The oil price has fallen from $128 on March 1 to below $90 in recent days, but this sharp decline has received little news coverage. There are good reasons from both supply and demand perspectives why this 30% fall has occurred:
On the demand side
- Economic data since March have disappointed expectations, following a burst of optimism in January and February on the back of the ECB’s dramatic action to offer a trillion Euros of extra 3-year liquidity at the start of the year. However none of this liquidity made it into the real Eurozone economy – it went into the banking system and the banks used it to support the government bond markets in Spain and Italy as many other investors used the opportunity to exit from their Euro assets.
- Austerity continues to drive the peripheral countries deeper into recession and the German economy has seen its export engine struggle as the rest of the world slows down.
- In the US, the improvement in the labour markets that appeared to be taking place at the start of the year has stalled as austerity from the individual states, which are forced to run balanced budgets, has reduced domestic demand. Growth expectations for 2012 have been steadily reduced over the course of this year.
- It is however the Chinese economy which is the key driver of oil demand, and although not clearly reflected in the official statistics, which are aggregated from local regions all keen to show themselves in a good light to the centre, there is increasing anecdotal evidence of a major slowdown in demand from manufacturing companies for raw materials with the appearance of large inventories of coal and copper within China, together with continued weakness in demand for electricity.
On the supply side:
- Saudi Arabia has pumping record amounts of oil over the last three months and shown no sign of reducing this rate of production as the oil price has fallen close to levels (generally assumed to be $80-90 per barrel), which make it difficult for them to balance their budget. They have declared this to be part of a policy aimed at helping the Western economies – closer to the truth might be that the American authorities have requested a much lower oil price, which would boost consumer disposable income and confidence and thus give more room for the Federal Reserve to ease policy and for Obama to win the election in November.
- Oil production and exports from both Iraq and Libya have been expanding rapidly this year as calm has returned to these countries and with it a focus on rebuilding export earnings.
So weaker demand and increased supply have occurred together and prices have fallen sharply.
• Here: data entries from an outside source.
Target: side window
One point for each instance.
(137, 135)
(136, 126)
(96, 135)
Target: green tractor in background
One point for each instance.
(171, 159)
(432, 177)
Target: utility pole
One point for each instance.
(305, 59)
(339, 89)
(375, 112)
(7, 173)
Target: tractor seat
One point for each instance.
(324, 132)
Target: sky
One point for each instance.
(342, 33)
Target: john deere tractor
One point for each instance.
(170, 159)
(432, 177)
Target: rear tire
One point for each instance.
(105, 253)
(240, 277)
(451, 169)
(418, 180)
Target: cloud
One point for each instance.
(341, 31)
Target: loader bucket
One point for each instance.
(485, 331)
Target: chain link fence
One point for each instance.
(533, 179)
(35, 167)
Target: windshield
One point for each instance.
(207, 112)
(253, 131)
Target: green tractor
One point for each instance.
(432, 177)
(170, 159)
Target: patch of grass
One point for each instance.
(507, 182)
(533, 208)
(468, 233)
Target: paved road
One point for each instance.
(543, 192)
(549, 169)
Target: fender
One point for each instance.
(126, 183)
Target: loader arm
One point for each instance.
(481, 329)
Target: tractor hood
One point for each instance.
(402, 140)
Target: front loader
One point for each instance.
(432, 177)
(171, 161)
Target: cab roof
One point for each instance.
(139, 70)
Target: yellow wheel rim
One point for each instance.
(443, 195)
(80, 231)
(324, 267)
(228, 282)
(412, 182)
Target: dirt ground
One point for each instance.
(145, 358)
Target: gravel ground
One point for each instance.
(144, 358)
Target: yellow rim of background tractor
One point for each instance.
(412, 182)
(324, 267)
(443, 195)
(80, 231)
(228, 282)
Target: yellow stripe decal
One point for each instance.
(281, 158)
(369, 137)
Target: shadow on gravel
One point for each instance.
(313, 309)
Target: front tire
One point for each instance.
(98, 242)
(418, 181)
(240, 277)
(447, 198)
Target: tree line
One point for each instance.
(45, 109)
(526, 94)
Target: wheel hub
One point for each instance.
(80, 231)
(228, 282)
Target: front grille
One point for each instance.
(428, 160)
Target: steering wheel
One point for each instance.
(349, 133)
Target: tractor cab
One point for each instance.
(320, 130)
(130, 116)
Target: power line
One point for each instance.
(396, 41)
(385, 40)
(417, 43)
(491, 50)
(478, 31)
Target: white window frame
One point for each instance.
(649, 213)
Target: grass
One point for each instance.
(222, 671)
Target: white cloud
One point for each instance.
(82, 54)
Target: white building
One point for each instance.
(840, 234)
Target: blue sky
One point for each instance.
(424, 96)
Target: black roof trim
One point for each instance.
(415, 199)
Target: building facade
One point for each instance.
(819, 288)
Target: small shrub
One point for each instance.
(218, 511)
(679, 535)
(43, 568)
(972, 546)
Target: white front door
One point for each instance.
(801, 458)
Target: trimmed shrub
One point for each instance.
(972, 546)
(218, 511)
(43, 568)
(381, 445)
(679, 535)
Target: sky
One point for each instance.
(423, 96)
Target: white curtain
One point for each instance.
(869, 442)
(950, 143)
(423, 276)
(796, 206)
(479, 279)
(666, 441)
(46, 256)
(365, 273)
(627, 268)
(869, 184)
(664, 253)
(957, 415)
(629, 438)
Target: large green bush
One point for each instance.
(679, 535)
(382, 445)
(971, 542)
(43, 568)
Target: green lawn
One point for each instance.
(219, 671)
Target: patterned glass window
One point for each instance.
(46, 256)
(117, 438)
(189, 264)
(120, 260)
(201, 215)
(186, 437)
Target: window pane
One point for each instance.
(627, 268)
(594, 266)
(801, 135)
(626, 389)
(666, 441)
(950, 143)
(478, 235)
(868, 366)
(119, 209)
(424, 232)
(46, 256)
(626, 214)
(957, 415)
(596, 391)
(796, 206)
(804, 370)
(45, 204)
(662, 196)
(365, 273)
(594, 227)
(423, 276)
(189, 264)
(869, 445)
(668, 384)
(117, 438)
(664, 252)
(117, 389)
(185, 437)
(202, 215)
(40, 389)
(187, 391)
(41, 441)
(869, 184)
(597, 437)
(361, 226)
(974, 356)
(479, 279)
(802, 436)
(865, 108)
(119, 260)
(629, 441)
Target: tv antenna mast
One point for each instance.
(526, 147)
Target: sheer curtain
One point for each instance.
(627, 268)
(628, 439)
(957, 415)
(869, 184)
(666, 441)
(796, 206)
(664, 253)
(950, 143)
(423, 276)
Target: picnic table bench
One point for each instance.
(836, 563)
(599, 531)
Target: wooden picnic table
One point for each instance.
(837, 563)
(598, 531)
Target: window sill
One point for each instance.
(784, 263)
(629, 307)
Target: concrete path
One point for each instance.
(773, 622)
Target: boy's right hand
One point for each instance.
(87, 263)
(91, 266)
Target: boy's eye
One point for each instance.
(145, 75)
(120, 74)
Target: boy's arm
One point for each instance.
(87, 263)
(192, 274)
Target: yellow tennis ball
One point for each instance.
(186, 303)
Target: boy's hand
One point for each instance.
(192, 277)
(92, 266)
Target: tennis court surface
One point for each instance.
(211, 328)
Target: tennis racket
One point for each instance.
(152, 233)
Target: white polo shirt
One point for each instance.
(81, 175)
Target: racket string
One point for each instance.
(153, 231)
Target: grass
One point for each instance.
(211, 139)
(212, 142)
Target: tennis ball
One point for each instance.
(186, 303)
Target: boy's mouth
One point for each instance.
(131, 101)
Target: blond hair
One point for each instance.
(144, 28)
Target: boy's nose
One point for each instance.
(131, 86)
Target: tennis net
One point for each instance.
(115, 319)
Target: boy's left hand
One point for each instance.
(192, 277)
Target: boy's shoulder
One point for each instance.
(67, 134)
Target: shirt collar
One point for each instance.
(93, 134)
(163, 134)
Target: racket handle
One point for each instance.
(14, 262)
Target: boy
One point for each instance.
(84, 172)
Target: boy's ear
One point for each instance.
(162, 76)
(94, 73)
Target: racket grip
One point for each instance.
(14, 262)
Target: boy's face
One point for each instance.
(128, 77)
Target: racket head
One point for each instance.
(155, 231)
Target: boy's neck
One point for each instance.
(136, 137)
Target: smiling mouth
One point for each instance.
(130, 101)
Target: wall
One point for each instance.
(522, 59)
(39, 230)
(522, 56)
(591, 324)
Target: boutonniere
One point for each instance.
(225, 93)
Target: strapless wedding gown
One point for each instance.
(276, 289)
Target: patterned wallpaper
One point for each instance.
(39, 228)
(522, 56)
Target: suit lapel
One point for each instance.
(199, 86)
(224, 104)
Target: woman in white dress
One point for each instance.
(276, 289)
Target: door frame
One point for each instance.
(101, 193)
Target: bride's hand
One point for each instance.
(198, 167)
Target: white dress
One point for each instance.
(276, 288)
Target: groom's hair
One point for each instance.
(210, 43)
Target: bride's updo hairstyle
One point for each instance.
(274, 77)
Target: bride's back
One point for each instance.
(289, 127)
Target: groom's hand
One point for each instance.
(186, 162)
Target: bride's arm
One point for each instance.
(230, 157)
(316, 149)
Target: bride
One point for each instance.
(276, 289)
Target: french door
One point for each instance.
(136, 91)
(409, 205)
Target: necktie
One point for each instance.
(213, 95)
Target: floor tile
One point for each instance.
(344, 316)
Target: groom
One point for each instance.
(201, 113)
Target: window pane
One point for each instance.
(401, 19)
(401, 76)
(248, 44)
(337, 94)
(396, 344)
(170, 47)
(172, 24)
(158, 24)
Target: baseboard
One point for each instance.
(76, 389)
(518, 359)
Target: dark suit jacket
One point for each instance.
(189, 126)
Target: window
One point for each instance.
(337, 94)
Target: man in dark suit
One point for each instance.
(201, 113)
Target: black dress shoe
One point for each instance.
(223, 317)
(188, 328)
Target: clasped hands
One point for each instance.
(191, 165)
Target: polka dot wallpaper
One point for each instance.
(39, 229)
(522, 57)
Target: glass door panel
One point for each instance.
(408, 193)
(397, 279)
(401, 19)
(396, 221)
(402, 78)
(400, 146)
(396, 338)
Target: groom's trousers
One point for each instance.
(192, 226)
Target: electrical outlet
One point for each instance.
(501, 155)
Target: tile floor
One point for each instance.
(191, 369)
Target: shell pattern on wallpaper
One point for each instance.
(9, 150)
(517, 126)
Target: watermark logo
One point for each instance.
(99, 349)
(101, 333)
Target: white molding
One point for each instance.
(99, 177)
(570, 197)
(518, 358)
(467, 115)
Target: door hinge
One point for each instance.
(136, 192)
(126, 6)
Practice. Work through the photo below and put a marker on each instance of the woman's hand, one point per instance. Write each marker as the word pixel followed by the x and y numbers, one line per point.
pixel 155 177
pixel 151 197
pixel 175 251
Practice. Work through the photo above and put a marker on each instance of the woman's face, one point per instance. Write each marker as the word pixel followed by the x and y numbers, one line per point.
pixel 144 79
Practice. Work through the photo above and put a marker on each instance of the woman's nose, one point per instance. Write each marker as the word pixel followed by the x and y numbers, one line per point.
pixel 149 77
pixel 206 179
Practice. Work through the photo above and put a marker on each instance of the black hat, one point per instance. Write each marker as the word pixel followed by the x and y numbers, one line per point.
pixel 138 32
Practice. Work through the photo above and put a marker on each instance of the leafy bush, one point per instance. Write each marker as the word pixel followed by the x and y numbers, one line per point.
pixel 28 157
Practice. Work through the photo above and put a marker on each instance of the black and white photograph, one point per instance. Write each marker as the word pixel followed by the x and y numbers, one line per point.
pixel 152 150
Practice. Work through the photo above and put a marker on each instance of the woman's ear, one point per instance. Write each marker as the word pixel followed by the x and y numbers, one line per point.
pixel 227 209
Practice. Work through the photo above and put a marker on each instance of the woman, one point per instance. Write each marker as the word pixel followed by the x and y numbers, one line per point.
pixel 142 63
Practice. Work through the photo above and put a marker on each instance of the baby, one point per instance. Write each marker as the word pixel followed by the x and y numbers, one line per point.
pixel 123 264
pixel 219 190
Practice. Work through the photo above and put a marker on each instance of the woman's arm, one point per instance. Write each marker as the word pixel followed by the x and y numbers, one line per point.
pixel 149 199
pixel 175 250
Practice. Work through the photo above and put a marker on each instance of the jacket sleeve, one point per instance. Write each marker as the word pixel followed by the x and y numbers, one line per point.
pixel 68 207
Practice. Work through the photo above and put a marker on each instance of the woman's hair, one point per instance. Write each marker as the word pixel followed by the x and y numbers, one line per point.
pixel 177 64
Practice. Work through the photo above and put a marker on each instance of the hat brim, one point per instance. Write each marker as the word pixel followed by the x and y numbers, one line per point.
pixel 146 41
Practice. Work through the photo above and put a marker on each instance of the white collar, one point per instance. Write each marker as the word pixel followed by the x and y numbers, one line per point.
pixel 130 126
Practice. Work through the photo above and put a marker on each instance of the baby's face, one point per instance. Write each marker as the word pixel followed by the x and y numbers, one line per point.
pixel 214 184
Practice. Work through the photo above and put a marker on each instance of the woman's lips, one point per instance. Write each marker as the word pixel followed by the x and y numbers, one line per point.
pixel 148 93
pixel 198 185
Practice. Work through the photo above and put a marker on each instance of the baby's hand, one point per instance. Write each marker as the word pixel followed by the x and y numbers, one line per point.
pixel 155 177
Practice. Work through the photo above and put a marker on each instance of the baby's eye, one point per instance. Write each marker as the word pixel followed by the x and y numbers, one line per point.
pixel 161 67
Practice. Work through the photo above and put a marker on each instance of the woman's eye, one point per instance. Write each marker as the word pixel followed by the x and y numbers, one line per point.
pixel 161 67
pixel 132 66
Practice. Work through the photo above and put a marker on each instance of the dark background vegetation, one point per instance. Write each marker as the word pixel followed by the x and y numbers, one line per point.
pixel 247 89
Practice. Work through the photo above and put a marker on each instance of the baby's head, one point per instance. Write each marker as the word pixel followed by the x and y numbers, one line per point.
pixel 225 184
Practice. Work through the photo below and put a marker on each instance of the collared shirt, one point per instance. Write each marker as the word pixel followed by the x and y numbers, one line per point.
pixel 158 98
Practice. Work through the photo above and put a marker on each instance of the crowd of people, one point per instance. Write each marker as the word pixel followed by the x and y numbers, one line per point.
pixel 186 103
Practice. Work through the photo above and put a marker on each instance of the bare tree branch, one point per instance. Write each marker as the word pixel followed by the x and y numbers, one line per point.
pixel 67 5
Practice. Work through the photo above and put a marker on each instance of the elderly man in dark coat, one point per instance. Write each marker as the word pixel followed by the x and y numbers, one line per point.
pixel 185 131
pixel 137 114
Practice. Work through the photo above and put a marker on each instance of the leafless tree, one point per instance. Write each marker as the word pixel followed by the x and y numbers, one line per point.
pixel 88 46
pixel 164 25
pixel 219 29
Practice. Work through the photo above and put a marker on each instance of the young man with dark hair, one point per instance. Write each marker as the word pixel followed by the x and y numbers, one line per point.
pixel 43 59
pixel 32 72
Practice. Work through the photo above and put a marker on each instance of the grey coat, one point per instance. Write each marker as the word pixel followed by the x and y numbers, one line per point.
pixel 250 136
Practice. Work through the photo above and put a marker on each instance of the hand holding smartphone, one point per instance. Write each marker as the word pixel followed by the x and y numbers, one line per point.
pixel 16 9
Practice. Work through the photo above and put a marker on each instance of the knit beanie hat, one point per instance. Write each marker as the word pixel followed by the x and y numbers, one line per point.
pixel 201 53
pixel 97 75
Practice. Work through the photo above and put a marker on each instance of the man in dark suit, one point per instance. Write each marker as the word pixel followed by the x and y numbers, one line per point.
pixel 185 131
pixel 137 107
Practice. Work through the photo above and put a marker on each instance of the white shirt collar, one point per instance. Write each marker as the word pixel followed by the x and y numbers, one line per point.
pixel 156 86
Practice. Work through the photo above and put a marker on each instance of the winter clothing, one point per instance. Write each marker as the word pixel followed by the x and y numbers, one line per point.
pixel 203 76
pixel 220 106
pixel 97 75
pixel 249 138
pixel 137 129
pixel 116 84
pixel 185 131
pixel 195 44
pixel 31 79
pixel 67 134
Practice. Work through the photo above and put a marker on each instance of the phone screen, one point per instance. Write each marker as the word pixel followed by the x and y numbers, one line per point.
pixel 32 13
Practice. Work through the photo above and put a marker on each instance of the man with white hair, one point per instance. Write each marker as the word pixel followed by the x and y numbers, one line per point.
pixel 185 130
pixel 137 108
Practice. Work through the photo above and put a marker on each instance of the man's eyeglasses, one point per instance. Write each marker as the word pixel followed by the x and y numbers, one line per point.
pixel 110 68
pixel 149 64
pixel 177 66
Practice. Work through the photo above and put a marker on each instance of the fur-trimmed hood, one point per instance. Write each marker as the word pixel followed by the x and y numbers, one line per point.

For Western economies trying to deal with the after–effects of a major banking crisis, this is positive news. Lower petrol prices leaves more money in consumer pockets to spend in other areas of the economy, at a time when consumer incomes are otherwise under pressure, and allows the Central Banks to be more relaxed about any inflationary pressures. Should Europe be able to find a way through its problems in the next few weeks, there may be scope for an equity market rally.
In the longer term, it should be noted that the USA is moving aggressively towards being energy self-sufficient). The new fracking technologies are significantly increasing the productive potential of its own gas reserves, which will, over the long term, ensure that it will not be dependent upon the Middle East for its energy requirements. Structurally this bodes well for the US relative to Europe and Japan, which will remain more beholden to political developments in those regions, and therefore for the dollar relative to the euro and the yen.